Cyberattaques et sécurité nationale : le Parti Radical appelle à armer l’État et à reconnaître les hackers éthiques
22/08/2026
Fin juin, le site des impôts a été victime d’une cyberattaque concernant les données de 678 000 usagers. Les attaques qui visent les services fiscaux, l’Éducation nationale ou les établissements de santé ne sont pas de simples incidents techniques. Elles peuvent interrompre un service public, exposer des données personnelles et fragiliser le fonctionnement de l’État. Elles relèvent désormais pleinement de la sécurité nationale.
Pour mieux les prévenir, la France doit aussi s’appuyer sur celles et ceux qui découvrent des vulnérabilités avant qu’elles ne soient exploitées. Lorsqu’ils agissent de bonne foi, dans un périmètre précis et de manière proportionnée, les hackers éthiques doivent pouvoir signaler une faille sans risquer d’être traités comme des cybercriminels.
Cette mobilisation ne date pas d’hier. Depuis 2023, Nathalie Delattre travaille avec les hackers éthiques pour mieux reconnaître et protéger ceux qui détectent nos vulnérabilités. Elle a porté leurs propositions auprès du Gouvernement et de l’ANSSI, avant que le Parti Radical ne relaie cette démarche dès le début de 2024.
« La cybersécurité est aujourd’hui le premier front de la sécurité nationale. Nous ne pouvons plus défendre nos hôpitaux, nos services publics et nos infrastructures essentielles avec un cadre juridique dépassé. Protéger et encadrer les hackers éthiques de bonne foi, c’est doter la République d’un bouclier indispensable pour anticiper la menace plutôt que d’en subir les dégâts », déclare Pierre PERPILLOU, Secrétaire National à la Sécurité du Parti Radical.
L’ANSSI est un tiers de confiance indispensable. Mais le cadre actuel reste trop centralisé : les garanties prévues par la loi sont essentiellement attachées au signalement auprès de l’Agence. Son expertise doit être complétée par un regard extérieur et indépendant, en particulier lorsque les vulnérabilités concernent les systèmes de l’État. L’ANSSI ne doit pas être contournée, mais elle ne peut rester l’unique porte d’entrée ni l’unique regard porté sur le traitement des alertes.
Le Parti Radical propose quatre mesures :
1) Créer un statut protecteur pour les hackers éthiques. La loi doit préciser les conditions de bonne foi, de nécessité et de proportionnalité, protéger les signalements responsables et permettre de saisir l’organisme concerné, l’ANSSI ou un tiers de confiance indépendant.
2) Déployer des programmes de « bug bounty » dans les administrations. Les services publics les plus exposés doivent organiser des programmes encadrés de recherche et de signalement de vulnérabilités, avec un périmètre, des règles, des délais de réponse et une rémunération définis à l’avance.
3) Créer une réserve citoyenne cyber interministérielle. Complémentaire des réserves de cyberdéfense existantes, elle réunirait des professionnels du numérique, des chercheurs, des réservistes et des hackers éthiques mobilisables rapidement pour aider un service public victime d’une attaque.

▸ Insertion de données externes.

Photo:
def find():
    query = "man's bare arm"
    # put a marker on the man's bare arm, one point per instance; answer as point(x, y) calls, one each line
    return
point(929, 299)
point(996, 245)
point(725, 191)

4) Faire de la prévention cyber une obligation stratégique de l’État. Les administrations, les collectivités et les infrastructures les plus sensibles doivent faire tester régulièrement leurs systèmes par des tiers qualifiés, puis rendre compte des corrections engagées.
Un collège pluraliste, extérieur à l’ANSSI, assurerait le suivi de ces dispositifs. Il réunirait notamment des juristes, des chercheurs, des représentants des collectivités et de la communauté des hackers éthiques. Il pourrait être saisi en cas de désaccord sur le traitement d’un signalement et publierait chaque année un bilan public. L’ANSSI y apporterait son expertise sans en assurer seule le pilotage.
Comme l’indique Nathalie DELATTRE, Présidente du Parti Radical : « Nous avons les talents. Nous avons les compétences. Organisons-les avant la prochaine attaque. La souveraineté numérique, c’est une capacité simple : détecter plus tôt, anticiper plus vite et riposter plus fort. »
Reconnaître les hackers éthiques ne revient pas à instaurer un droit général à l’intrusion. Il s’agit de fixer des limites claires et de protéger celles et ceux qui les respectent pour agir au service de l’intérêt général.